Anything else is just lazy, self-congratulatory sideline crowding. If you're going to do it, do it right or not at all - don't confuse the issue.
Ok, so maybe I was too quick to dismiss Bono's efforts with a "good intentions aside", and I probably shouldn't have been so mean to him here. He's using his rockstar voice to raise awareness about issues that urgently need discussion, so the responsible thing to do would be to acknowledge his apparent sincerity instead of just calling him names...

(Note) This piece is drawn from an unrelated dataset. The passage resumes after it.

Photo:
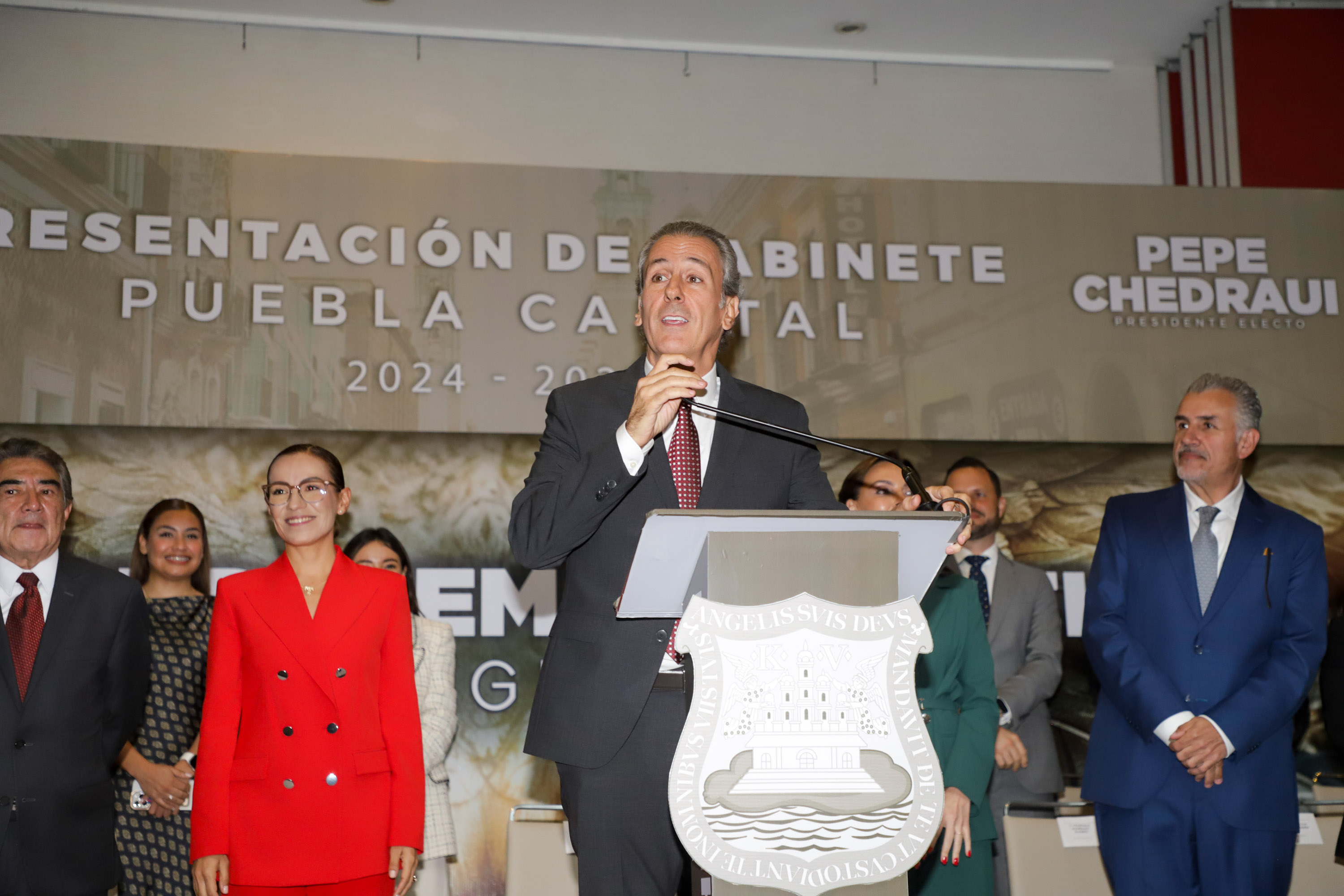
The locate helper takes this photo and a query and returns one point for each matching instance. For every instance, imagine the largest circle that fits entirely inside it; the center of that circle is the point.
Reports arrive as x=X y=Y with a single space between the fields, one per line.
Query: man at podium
x=612 y=696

I hear what you're saying about how many different kinds of help are necessary. It just seems to me that working within the system to change the system is in the end just too problematic. "It's the system that changes you," as they say. I'm disillusioned with the status quo, with "reciprocal liberalization" and with the resultant capital flight in "Third World" countries... The recent debt cancellation deal is certainly a very positive step. But even this historic deal came with the usual strings attached, "free market" reforms like health, education, and budget cuts, financial and trade liberalization, and privatization.
Why don’t you hear these rock stars (Bono, Bob Geldof, etc.) addressing this neoliberal imperialism? I know I must sound pretty naive when I say this, but I want to see Bono rabble-rousing in solidarity with the protesters outside the WEF meetings, rather than inside, lending his rockstar credibility to the crooked proceedings.

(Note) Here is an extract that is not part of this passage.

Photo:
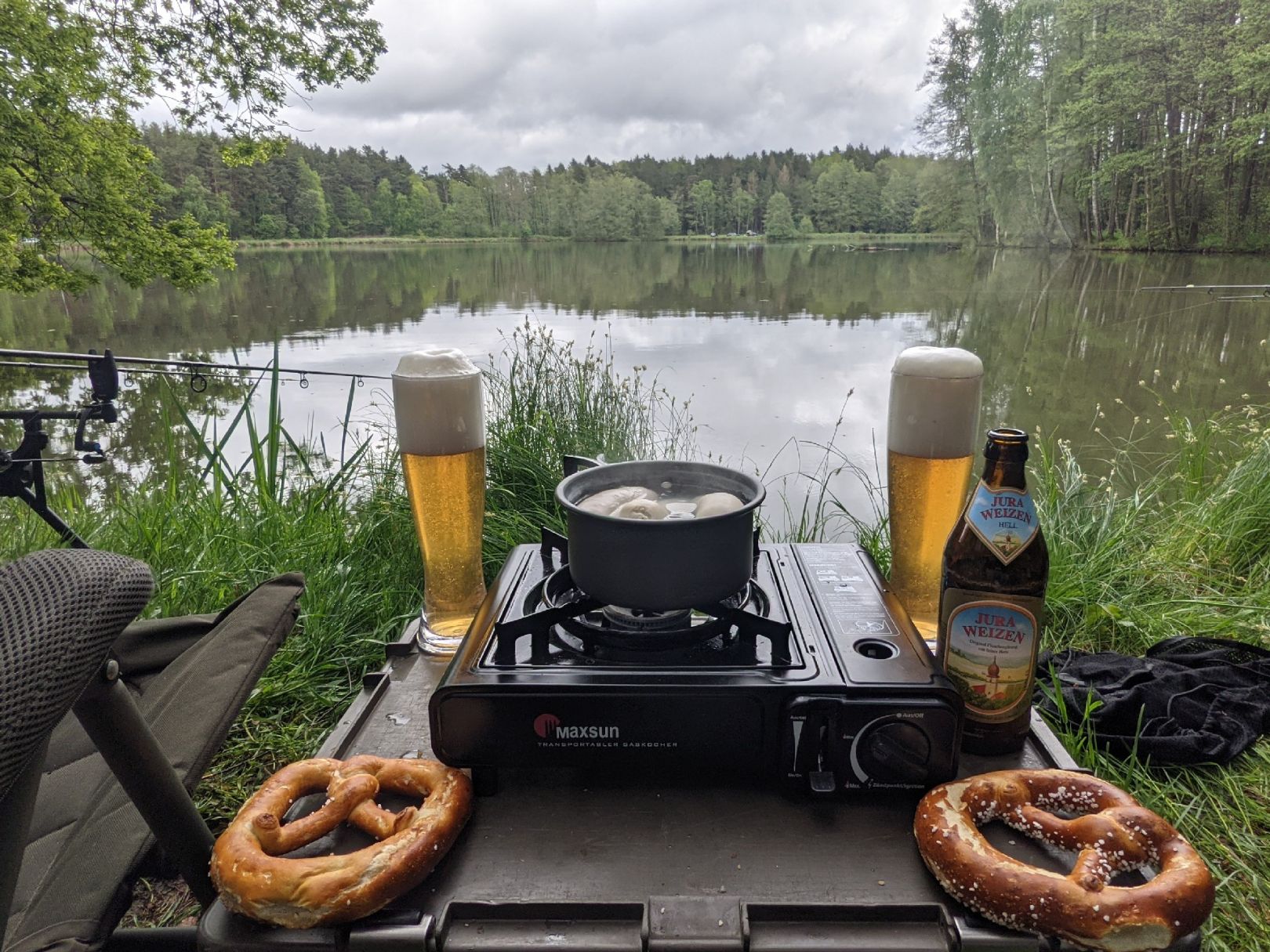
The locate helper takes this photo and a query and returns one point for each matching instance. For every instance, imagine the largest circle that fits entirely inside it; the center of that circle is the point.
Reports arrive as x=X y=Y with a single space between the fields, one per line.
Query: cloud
x=530 y=84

For the record, I try do my bit with the "Capitalist Method of Social Service". Just a couple of months ago I bought a water buffalo through Heifer Interational for some far-off, impoverished, anonymous farmers. This is as directly as I can figure out from me to my choice of financially assistable efforts. But yeah, it's a pathetic effort, one water buffalo - or anything else I can do throwing little amounts of money in the face of such a vast, institutional problem.
www.eliminatebono.com
What do you think of "FairTrade"?
The producers in developing countries are almost directly profiting from encreased sales of FairTrade products in "OneWorld-Stores" in FirstWorld-Countries...
Ya know, I'm glad you posted your latest comment on this, it showed you were able to think things through. I know the frustration that comes from watching someone like Bono embark on a campaign like this. I totally agree that using the system to change the system is ridiculous, but that's easy for you and I as idealists who aren't nearly as involved as Bono. I mean, hell, he dedicates his LIFE to this stuff. I can't imagine the combination of hope and discouragement he faces each day.
we must realize there are two different demographics here in "changing the system." I think Bono is trying to do his best to get what he can from both and work with both. The younger generation are the ones for the most part jumping on this cause and interested in justice. You get a few older ones, but for the most part the older generation are those who have surcome to the system (and even created it). They are not going to be interested in changing it... so while you try so hard to change the younger generations mindsets about these issues (and try desparately with the older one) you throw a bone at the older generation to get what you can out of them. I think that's what this is.